Books recommended on this page are not required reading for participation in the course, but are strongly recommended by the facilitator.



Narrative Design: Working with Imagination, Craft, and Form by Madison Smartt Bell

"This is and should be an indispensable book for the teacher and reader and writer: original in its emphases and incisive in in its attitudes on the art and craft of fiction. Madison Smartt Bell is a writer at the very front rank of his generation, and generations to come will know him also for Narrative Design. He puts what he knows about structure to spellbinding, word-spinning use."
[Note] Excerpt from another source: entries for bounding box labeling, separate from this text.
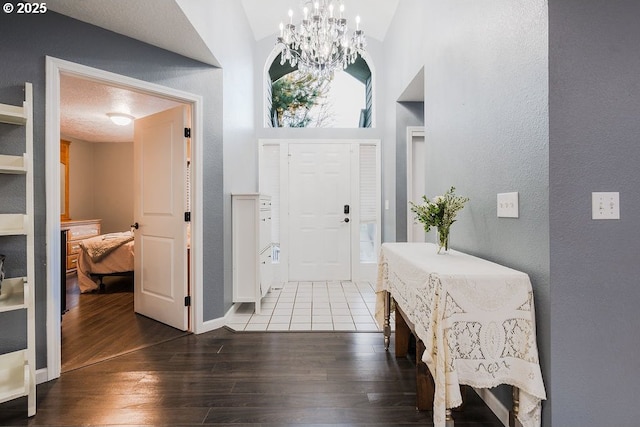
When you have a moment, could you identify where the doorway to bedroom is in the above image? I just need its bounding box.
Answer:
[48,57,200,377]
[60,74,188,372]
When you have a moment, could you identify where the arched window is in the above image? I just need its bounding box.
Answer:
[265,54,373,128]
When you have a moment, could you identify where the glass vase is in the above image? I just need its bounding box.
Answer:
[438,227,449,255]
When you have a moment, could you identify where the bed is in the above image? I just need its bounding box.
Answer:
[78,231,134,293]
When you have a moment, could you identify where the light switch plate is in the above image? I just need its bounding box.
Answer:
[498,191,520,218]
[591,192,620,219]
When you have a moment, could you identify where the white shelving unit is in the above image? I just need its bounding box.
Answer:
[231,194,273,314]
[0,83,36,417]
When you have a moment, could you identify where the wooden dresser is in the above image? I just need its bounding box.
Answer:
[60,219,102,273]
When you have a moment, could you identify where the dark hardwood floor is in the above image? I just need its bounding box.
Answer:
[61,274,190,372]
[0,328,501,427]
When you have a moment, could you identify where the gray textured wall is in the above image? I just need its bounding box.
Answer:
[549,0,640,427]
[0,11,224,368]
[424,0,551,425]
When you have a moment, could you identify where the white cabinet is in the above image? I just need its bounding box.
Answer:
[0,83,36,416]
[231,194,273,314]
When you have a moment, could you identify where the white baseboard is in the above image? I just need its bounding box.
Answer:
[197,304,240,334]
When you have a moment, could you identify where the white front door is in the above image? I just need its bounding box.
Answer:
[133,106,189,331]
[289,143,353,281]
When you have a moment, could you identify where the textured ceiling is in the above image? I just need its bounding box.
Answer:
[60,75,179,142]
[47,0,220,66]
[47,0,400,142]
[242,0,399,41]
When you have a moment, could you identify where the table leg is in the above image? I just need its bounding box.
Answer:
[444,409,455,427]
[509,386,520,427]
[383,291,391,351]
[416,338,435,411]
[395,307,410,362]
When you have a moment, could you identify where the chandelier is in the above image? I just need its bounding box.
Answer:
[276,0,366,78]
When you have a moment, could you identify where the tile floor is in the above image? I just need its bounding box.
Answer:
[227,282,380,332]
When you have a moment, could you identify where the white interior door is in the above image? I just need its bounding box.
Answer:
[134,106,189,330]
[289,143,353,281]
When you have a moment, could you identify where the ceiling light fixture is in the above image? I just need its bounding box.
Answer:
[276,0,366,78]
[107,113,134,126]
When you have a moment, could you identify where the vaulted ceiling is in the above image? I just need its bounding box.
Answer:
[47,0,399,142]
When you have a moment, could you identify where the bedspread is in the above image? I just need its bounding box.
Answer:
[376,243,546,427]
[78,233,134,292]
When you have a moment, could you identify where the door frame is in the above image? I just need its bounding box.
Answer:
[44,56,205,382]
[258,139,382,283]
[406,126,427,242]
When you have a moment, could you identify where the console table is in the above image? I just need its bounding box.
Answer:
[376,243,546,427]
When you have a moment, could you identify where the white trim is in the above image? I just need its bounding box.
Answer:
[258,139,382,283]
[45,56,206,380]
[406,126,426,242]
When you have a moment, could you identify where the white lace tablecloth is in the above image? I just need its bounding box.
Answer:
[376,243,546,427]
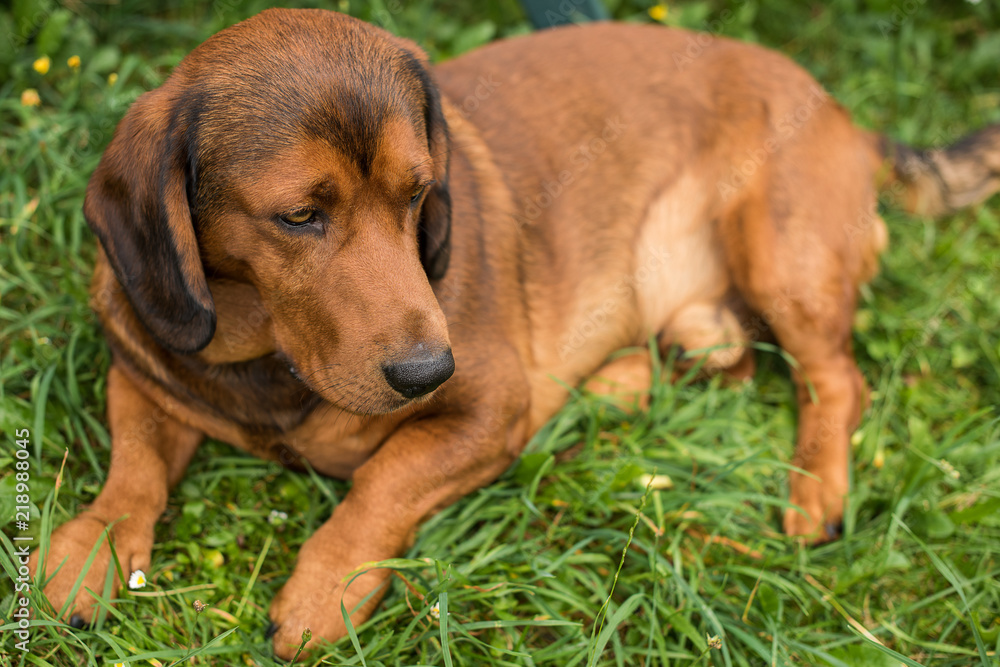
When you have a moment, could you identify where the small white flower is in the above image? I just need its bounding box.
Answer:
[938,459,962,479]
[128,570,146,591]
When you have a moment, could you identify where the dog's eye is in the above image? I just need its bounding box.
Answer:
[281,208,316,227]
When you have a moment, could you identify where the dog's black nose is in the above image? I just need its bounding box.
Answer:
[382,349,455,398]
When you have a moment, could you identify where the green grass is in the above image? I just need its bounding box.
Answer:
[0,0,1000,667]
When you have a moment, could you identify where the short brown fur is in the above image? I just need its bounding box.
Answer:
[34,10,1000,657]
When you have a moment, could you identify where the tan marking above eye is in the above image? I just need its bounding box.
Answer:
[281,208,316,225]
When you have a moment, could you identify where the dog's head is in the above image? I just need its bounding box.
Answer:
[84,10,454,413]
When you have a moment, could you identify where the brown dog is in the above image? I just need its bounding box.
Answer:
[31,10,1000,657]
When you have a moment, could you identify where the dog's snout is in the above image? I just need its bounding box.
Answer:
[382,349,455,398]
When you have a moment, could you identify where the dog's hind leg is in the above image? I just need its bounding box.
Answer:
[30,367,204,627]
[729,179,867,542]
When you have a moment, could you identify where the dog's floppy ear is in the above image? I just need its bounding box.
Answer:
[394,37,451,280]
[83,83,215,352]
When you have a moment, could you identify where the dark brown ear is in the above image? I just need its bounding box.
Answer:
[394,37,451,280]
[83,83,215,352]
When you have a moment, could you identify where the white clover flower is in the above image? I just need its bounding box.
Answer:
[128,570,146,591]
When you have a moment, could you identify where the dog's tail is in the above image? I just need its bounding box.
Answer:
[879,124,1000,217]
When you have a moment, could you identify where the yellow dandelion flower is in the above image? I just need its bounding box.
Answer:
[21,88,42,107]
[128,570,146,590]
[649,3,670,21]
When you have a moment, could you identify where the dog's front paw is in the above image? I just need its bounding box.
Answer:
[29,512,153,628]
[784,473,848,544]
[268,554,389,660]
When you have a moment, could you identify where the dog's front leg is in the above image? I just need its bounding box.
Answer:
[30,367,204,627]
[270,408,524,659]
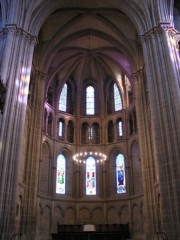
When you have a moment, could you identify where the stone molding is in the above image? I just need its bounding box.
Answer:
[0,25,38,46]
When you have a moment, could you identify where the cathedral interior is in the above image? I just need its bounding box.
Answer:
[0,0,180,240]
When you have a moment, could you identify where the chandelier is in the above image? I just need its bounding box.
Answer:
[73,151,107,164]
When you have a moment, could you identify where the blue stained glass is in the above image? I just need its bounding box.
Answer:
[118,121,123,137]
[114,83,122,111]
[86,157,96,195]
[116,153,126,193]
[59,83,67,112]
[56,154,66,194]
[59,121,63,137]
[86,86,95,115]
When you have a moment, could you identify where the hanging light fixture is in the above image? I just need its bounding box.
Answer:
[73,151,107,164]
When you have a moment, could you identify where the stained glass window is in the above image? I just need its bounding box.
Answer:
[118,120,123,137]
[56,154,66,194]
[116,153,126,193]
[59,121,63,137]
[59,83,67,112]
[86,86,95,115]
[88,127,93,140]
[86,157,96,195]
[114,83,122,111]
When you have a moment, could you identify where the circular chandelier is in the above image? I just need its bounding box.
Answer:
[73,151,107,164]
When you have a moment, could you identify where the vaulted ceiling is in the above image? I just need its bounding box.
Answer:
[38,1,139,93]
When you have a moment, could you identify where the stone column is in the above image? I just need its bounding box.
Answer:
[142,24,180,240]
[0,25,36,240]
[23,70,47,239]
[133,69,158,239]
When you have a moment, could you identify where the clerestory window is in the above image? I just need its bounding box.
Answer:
[116,153,126,193]
[56,154,66,194]
[59,83,68,112]
[86,86,95,115]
-- Nicholas Delbanco, author of The Lost Suitcase: Reflections on the Literary Life

If You Want to Write by Brenda Ueland.

In If You Want to Write, Brenda Ueland sets forth not just a philosophy about how to write or how to create, but also about how to live. Beginning writers will certainly be encouraged by Ueland's words, but even the most experienced have much to glean from Ueland's simple wisdom. "Everybody," writes Ueland in the opening chapter, "is talented, original, and has something important to say." One must think, she says, "of telling a story, not of writing it."  And just because If You Want to Write is passionate, sincere, and even spiritual, do not think it is not also witty. One footnote bluntly declaims, "No doubt my terms would horrify a psychologist but I do not care at all." Elsewhere Ueland titles a chapter "Why Women Who Do Too Much Housework Should Neglect It for Their Writing." Amen, sister!